Kirchhoff's Law is a fundamental principle used to analyze electrical circuits. It helps us understand how voltage and current behave around circuit loops and nodes. In our given exercise, Kirchhoff's Law is used to create a differential equation that describes the circuit in question.

In simple terms, Kirchhoff's Law states that the sum of the electromotive force (EMF) and the voltage drops across each component of a closed loop, like resistors and capacitors, is equal to the voltage supplied. For the circuit described in the exercise, it takes the form:

• Voltage from the battery: given by the constant function, 60 volts.
• Voltage drop across the resistor: given by Ohm's Law, and expressed as \( RI \), where \( R \) is resistance, and \( I \) is the current.
• Voltage drop across the capacitor: given by \( Q/C \), where \( Q \) is the charge stored on the capacitor, and \( C \) is the capacitance.

By applying Kirchhoff's Law, we derive the differential equation: \( R \frac{dQ}{dt} + \frac{1}{C}Q = E(t) \). This equation is pivotal for finding both the charge \( Q \) and the current \( I \) in the circuit.

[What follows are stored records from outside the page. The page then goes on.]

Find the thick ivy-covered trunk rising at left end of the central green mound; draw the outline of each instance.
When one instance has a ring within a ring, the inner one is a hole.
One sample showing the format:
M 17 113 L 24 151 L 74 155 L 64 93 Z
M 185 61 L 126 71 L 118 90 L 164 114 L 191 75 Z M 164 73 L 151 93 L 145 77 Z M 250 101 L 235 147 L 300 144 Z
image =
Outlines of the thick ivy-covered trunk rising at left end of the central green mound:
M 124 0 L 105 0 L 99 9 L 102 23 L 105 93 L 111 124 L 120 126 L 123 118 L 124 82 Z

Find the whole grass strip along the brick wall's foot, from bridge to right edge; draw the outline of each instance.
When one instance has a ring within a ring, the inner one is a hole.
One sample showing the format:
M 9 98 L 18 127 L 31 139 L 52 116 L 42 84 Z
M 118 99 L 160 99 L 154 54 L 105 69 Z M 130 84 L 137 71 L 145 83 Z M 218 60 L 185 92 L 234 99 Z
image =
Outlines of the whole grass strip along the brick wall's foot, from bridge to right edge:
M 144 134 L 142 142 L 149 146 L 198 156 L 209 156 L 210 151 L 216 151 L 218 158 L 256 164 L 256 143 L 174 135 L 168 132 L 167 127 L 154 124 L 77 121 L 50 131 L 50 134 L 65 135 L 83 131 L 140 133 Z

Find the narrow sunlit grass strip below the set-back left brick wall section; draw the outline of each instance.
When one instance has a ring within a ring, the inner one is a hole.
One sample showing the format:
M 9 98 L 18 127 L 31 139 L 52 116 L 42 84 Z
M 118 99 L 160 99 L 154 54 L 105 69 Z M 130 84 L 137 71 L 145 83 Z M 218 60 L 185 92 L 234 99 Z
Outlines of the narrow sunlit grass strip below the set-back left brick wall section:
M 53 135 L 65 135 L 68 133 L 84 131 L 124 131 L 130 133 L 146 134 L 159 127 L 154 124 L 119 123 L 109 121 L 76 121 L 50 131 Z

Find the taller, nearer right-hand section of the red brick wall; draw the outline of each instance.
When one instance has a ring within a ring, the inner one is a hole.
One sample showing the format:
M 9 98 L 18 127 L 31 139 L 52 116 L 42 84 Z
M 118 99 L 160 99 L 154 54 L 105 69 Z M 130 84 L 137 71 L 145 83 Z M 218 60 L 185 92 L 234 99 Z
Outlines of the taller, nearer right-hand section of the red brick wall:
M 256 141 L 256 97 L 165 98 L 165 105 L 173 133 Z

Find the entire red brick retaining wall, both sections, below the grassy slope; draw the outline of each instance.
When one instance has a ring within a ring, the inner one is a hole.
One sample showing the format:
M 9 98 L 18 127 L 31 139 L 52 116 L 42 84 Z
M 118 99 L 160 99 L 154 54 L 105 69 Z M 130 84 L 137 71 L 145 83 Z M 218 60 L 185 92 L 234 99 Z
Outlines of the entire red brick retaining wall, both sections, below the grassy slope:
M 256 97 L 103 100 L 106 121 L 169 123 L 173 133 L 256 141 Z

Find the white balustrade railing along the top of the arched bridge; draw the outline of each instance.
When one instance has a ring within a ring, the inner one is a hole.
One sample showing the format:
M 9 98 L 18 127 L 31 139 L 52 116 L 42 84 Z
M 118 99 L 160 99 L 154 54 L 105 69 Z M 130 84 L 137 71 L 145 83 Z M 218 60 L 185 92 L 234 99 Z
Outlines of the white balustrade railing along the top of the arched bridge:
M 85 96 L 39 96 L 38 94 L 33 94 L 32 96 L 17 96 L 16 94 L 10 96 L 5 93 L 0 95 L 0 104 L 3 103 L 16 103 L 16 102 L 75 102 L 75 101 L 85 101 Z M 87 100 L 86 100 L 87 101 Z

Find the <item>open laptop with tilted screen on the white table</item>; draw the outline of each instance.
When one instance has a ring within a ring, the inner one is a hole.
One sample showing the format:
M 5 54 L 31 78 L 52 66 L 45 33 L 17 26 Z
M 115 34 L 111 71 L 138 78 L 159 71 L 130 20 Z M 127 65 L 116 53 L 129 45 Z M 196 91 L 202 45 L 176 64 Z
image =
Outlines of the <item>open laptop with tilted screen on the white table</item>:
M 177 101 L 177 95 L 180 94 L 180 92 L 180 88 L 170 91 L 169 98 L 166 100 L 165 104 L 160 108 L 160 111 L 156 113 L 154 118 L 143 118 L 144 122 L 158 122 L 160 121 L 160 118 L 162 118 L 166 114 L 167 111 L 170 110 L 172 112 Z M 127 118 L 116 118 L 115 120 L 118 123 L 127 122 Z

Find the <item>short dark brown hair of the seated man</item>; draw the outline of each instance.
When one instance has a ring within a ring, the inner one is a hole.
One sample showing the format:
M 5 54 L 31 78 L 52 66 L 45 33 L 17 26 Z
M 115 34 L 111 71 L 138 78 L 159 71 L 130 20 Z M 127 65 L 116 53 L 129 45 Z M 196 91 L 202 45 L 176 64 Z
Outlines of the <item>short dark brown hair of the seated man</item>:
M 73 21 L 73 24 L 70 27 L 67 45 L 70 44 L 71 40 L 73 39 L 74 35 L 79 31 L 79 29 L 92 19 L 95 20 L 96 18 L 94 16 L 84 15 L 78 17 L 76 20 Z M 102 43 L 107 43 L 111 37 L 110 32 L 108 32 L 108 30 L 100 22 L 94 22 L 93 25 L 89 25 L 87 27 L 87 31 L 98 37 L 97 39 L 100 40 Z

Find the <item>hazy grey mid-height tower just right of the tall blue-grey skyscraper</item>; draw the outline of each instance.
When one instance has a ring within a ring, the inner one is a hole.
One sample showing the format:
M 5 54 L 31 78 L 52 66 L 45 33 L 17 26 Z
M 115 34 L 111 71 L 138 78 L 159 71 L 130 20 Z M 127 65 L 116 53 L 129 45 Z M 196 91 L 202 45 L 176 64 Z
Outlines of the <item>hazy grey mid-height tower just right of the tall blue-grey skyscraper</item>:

The homogeneous equation is a simplified version of the differential equation where the right-hand side is equal to zero. In this exercise, it helps us determine the behavior of the circuit when there is no external voltage applied (ignoring the battery, for example).

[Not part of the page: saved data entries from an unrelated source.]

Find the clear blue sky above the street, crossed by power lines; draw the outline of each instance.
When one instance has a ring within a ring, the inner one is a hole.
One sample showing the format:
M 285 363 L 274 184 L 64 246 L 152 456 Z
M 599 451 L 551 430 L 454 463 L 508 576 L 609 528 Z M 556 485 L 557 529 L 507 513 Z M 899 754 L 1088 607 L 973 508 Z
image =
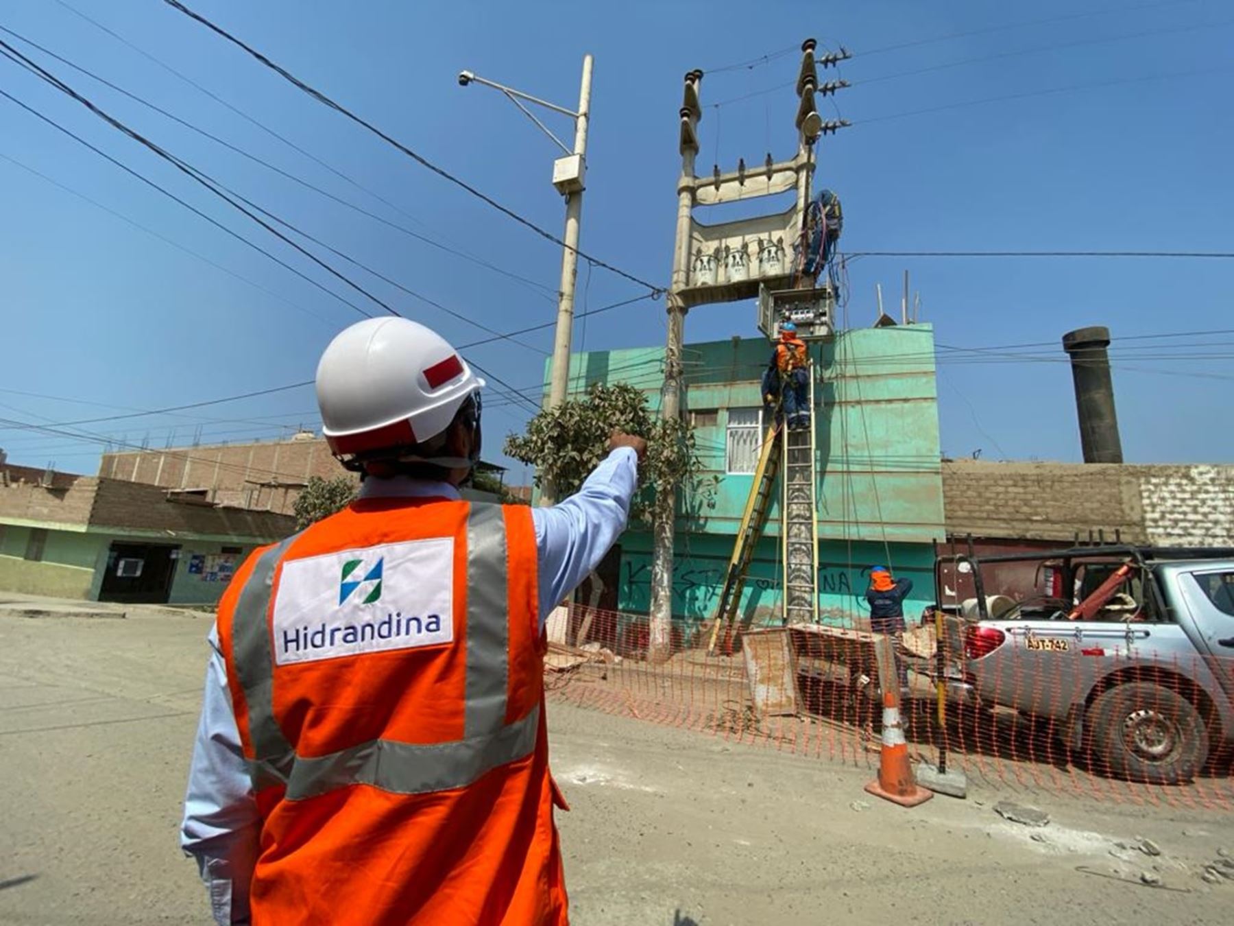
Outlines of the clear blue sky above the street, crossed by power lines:
M 557 246 L 313 102 L 159 0 L 67 1 L 379 191 L 404 215 L 54 0 L 5 4 L 0 25 L 337 196 L 448 240 L 545 289 L 513 283 L 360 216 L 4 38 L 175 154 L 405 286 L 500 331 L 554 317 L 548 291 L 558 282 Z M 854 53 L 843 68 L 854 86 L 837 104 L 854 125 L 824 140 L 817 174 L 817 183 L 843 200 L 844 251 L 1234 249 L 1234 10 L 1220 0 L 1085 0 L 1079 6 L 1048 0 L 1028 7 L 979 0 L 190 5 L 554 232 L 563 207 L 549 185 L 552 143 L 499 94 L 460 89 L 455 75 L 468 68 L 573 106 L 582 54 L 591 52 L 596 67 L 582 248 L 656 283 L 668 280 L 670 267 L 682 73 L 696 67 L 713 72 L 702 84 L 707 109 L 700 172 L 710 170 L 717 157 L 724 169 L 740 156 L 761 162 L 769 147 L 777 158 L 789 157 L 795 143 L 791 88 L 718 110 L 711 105 L 791 81 L 797 54 L 749 69 L 716 69 L 795 47 L 807 36 L 828 47 L 843 43 Z M 1093 15 L 1076 15 L 1088 11 Z M 1167 77 L 1141 79 L 1161 75 Z M 6 59 L 0 59 L 0 88 L 344 291 Z M 1066 89 L 1021 96 L 1054 88 Z M 1019 99 L 956 105 L 1003 96 Z M 932 107 L 943 109 L 919 112 Z M 835 110 L 826 104 L 828 114 Z M 569 125 L 553 126 L 569 136 Z M 6 219 L 0 225 L 0 389 L 9 390 L 0 391 L 0 417 L 77 421 L 311 379 L 331 336 L 360 317 L 2 98 L 0 154 Z M 1234 328 L 1232 261 L 870 257 L 850 267 L 854 323 L 874 320 L 875 283 L 884 284 L 888 300 L 898 300 L 906 267 L 942 344 L 1049 342 L 1027 348 L 1035 352 L 1027 358 L 940 351 L 943 449 L 953 456 L 981 448 L 987 458 L 1079 459 L 1070 373 L 1054 347 L 1072 327 L 1108 325 L 1123 337 Z M 348 273 L 455 343 L 486 336 L 362 270 Z M 639 294 L 600 269 L 590 285 L 580 269 L 579 284 L 580 310 Z M 348 298 L 379 311 L 363 296 Z M 575 349 L 663 343 L 663 306 L 642 302 L 591 317 L 585 327 L 579 321 Z M 687 341 L 755 333 L 749 304 L 698 309 L 686 325 Z M 547 352 L 552 331 L 520 340 Z M 1129 462 L 1234 459 L 1232 347 L 1234 332 L 1116 341 L 1114 379 Z M 497 342 L 469 356 L 536 395 L 543 369 L 537 349 Z M 81 427 L 131 442 L 148 437 L 160 447 L 169 438 L 186 442 L 199 426 L 202 441 L 211 441 L 316 423 L 311 389 L 193 415 Z M 492 398 L 485 422 L 489 456 L 526 419 L 518 406 Z M 62 469 L 88 473 L 100 449 L 12 428 L 0 428 L 0 447 L 14 462 L 56 461 Z

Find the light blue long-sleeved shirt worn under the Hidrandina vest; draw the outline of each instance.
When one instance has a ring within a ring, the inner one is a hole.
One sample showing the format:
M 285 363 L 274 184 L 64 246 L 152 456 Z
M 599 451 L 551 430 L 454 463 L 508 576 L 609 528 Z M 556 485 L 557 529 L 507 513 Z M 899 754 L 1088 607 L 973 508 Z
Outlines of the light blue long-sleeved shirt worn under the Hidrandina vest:
M 540 627 L 549 611 L 600 564 L 626 530 L 637 477 L 634 451 L 623 447 L 596 467 L 578 494 L 553 507 L 532 509 L 539 557 Z M 453 485 L 413 479 L 369 479 L 360 495 L 459 498 Z M 244 767 L 227 688 L 227 665 L 215 627 L 209 640 L 213 652 L 206 668 L 180 846 L 197 861 L 210 891 L 215 922 L 230 926 L 249 922 L 248 885 L 257 862 L 262 821 Z

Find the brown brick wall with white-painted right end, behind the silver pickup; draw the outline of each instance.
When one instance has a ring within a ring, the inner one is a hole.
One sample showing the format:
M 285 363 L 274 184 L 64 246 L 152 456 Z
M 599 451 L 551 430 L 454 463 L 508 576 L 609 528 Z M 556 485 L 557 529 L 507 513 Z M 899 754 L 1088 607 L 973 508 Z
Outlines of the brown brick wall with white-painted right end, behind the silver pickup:
M 1234 467 L 1104 463 L 943 464 L 950 533 L 1234 546 Z

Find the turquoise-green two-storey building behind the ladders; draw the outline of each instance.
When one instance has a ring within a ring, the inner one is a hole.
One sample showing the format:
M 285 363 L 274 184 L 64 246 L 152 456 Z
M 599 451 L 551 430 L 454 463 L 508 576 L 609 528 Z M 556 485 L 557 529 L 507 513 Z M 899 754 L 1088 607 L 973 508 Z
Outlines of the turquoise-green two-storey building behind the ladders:
M 875 563 L 890 563 L 897 575 L 913 580 L 906 603 L 913 617 L 933 601 L 932 542 L 944 536 L 933 328 L 850 330 L 812 343 L 811 353 L 821 377 L 814 415 L 821 619 L 850 624 L 868 614 L 868 570 Z M 679 620 L 697 622 L 714 614 L 769 423 L 759 380 L 770 354 L 765 338 L 685 348 L 681 406 L 707 475 L 719 482 L 710 500 L 680 500 L 673 585 Z M 579 353 L 570 372 L 575 395 L 596 382 L 629 383 L 658 409 L 664 349 Z M 779 525 L 776 501 L 743 595 L 742 614 L 755 625 L 779 621 Z M 602 579 L 610 606 L 648 612 L 649 527 L 631 526 Z

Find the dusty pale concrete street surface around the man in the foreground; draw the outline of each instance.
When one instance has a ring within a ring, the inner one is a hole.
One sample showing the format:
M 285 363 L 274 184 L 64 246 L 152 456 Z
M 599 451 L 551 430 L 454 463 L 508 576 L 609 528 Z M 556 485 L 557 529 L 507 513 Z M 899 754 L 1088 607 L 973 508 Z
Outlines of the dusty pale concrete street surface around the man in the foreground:
M 176 847 L 207 619 L 128 615 L 0 617 L 0 924 L 209 922 Z M 902 810 L 865 795 L 861 770 L 565 705 L 549 717 L 579 926 L 1217 924 L 1234 909 L 1234 880 L 1202 879 L 1234 854 L 1234 814 L 980 790 Z M 1051 822 L 1002 820 L 1008 798 Z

For the given circuit, the homogeneous equation is derived as:\[5 \frac{dQ}{dt} + 20Q = 0\]This equation indicates that the charge \( Q(t) \) will diminish over time if no external voltage is applied. Solving this equation involves separating variables and integrating to find the general form of the solution. The steps are as follows:

• Separate the variables: \( \frac{dQ}{Q} = -4 \, dt \).
• Integrate both sides: \( \ln |Q| = -4t + C_1 \) (where \( C_1 \) is an integration constant).
• Solve for \( Q \): \( Q = e^{-4t + C_1} = C_2 e^{-4t} \); here, \( C_2 = e^{C_1} \).

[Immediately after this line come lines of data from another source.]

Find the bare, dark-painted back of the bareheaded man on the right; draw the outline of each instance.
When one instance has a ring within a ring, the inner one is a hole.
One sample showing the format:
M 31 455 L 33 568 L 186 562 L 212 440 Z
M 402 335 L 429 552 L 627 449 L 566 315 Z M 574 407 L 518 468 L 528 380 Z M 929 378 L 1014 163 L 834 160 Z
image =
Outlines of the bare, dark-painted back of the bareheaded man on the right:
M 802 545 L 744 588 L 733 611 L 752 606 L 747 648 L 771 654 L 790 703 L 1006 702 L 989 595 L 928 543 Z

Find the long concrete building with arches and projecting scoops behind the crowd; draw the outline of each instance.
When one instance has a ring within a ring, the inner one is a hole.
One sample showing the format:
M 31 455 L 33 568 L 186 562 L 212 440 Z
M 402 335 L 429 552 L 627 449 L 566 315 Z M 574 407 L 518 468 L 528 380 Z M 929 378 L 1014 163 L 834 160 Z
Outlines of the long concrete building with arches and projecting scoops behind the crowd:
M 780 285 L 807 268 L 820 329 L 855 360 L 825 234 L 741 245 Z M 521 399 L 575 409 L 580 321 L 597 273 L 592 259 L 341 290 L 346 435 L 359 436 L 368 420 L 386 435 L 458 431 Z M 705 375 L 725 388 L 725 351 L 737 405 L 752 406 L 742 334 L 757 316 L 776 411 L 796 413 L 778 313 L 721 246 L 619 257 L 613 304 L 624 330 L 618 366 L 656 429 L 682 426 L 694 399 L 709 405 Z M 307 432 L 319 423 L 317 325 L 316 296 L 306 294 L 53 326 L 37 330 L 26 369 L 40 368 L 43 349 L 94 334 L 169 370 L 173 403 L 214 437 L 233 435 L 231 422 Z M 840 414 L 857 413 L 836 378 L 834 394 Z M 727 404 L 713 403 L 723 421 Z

The general solution \( Q_h(t) = C_2 e^{-4t} \) shows the inherent damping nature of the circuit, where the charge decays exponentially with time.

A particular solution is obtained by considering the effect of an external force or input, such as a constant voltage from a battery, on the system. In solving differential equations like in this exercise, you look for a solution that satisfies the non-homogeneous equation.

In this context, let's assume the function \( Q_p = A \) to find constants for the particular solution. Substituting this into the differential equation:

• Insert \( Q_p = A \) into the equation: \( 5 \cdot 0 + 20A = 60 \).
• Solve for \( A \): \( A = 3 \).

Therefore, the particular solution is \( Q_p = 3 \). This solution represents a steady-state charge in the circuit when the battery is applying a constant voltage across it. Essentially, it shows how the circuit behaves under external influence over time, which is paramount for reaching an accurate total solution.

The initial condition provides a snapshot of the system at time \( t = 0 \) and helps us find specific constants in the solution of a differential equation.

In our exercise, the initial condition is given as \( Q(0) = 0 \). This means that at the starting point, there is no charge on the capacitor. We utilize this condition to find the value of the constant in the general solution:

Starting from the general solution \( Q(t) = C_2 e^{-4t} + 3 \), apply the initial condition:

• Substitute \( t = 0 \), \( Q(0) = 0 \): \( 0 = C_2 + 3 \).
• Solve for \( C_2 \): \( C_2 = -3 \).

Substituting \( C_2 \) back into the general form gives us \( Q(t) = -3 e^{-4t} + 3 \). Thus, the initial condition sets the stage for determining the exact nature of how the system evolves over time. It's vital in ensuring that our solutions fit the real-world scenario properly, considering initial circumstances.